The riots this band inspired were as violent as their music.
Picture this: you’re in hell. You’re at a seedy dive-bar of the inferno, drinking whisky (because, of course, lost souls only drink whisky) surrounded by demons and ghouls. The bartender is chatting with you about some depressingly evil stuff, and suddenly a band comes on stage. Which band is it? What does it sound like? I know, most people would immediately reply, “A METAL BAND”. But for me, that band would be none other than the one we’re talking about today: Suicide.
But, what the hell is Suicide and why should you care?

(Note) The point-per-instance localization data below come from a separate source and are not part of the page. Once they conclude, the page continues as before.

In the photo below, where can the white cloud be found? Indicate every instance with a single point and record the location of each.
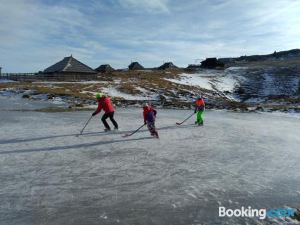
(146, 5)
(34, 34)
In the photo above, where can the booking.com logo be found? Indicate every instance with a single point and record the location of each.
(260, 213)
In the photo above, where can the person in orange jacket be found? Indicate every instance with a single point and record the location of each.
(104, 103)
(149, 118)
(199, 109)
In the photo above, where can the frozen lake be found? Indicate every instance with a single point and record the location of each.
(50, 176)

The year was 1971 when Alan Vega, a visual artist, and Martin Rev, a seasoned avant-jazz musician, met and decided to start making music together. They started performing at galleries with just a drum machine and a nearly-destroyed organ. Over that minimalistic and eerie musical background, Alan Vega would scream and mumble the borderline psychotic shouts they would use as vocals for their music. They named themselves Suicide after “Satan Suicide,” an issue of Vega’s favorite comic book, Ghost Rider.
Vega was deeply influenced by Iggy Pop’s chaotic performances with The Stooges and decided he would take things up a notch in Suicide’s gigs. Even the music alone provoked violent reactions in the audience. On top of that, Vega would constantly taunt and shout at the audience, while breaking beer bottles into his microphone stand. Vega recalls,
“(...)People were looking to be entertained, but I hated the idea of going to a concert in search of fun. Our attitude was, 'Fuck you buddy, you’re getting the street right back in your face.'"

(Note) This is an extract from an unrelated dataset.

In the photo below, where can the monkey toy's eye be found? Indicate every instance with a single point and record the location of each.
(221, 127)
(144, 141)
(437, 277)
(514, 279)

And that’s just what people got. Needless to say, everyone HATED them.
There are countless reports of riots at their shows. People got so pissed, they'd constantly throw chairs at the band and at each other. Some audience members would go up to the stage and punch the duo, so Alan Vega started carrying a bicycle chain while performing. They also locked the doors of the venues so nobody would be able to escape their electronic Rock and Roll attacks.
If I could sum up the spirit of Suicide’s performances with just one story, it would be this one: in 1978, just a year after they released their first album, the band was in Glasgow opening for The Clash. They were met with an increasingly angry crowd. The tension between the band and the audience escalated quickly and reached its climax when someone threw an axe to Alan Vega’s head. An actual axe! As Vega said,
“I guess we were too punk even for the punk crowd. They hated us. I taunted them with, ‘You fuckers have to live through us to get to the main band.’”
The band is now regarded as one of the most influential acts in Rock and Roll history. The hate they induced slowly turned into admiration from a long and unlikely roster of musicians, including Bruce Springsteen and Soft Cell, or even M.I.A. and LCD Soundsystem. However, Vega had some reluctant feelings about the band’s later position as musical heroes. When people started enjoying Suicide’s concerts everything was over for him.
“I said to Marty, ‘I’m finished, where’s the confrontations? What are we gonna do now? People are dancing to this shit.”
Alan Vega passed away in 2016, but I’m sure his soul is not resting in peace. I like to picture him shouting “Fuck you” to a crowd of demons and starting a riot in this dive-bar at Pandaemonium. I don’t say this because I think he’s being punished for his many crimes against conventional music, but because I’m convinced that Satan himself is a fan.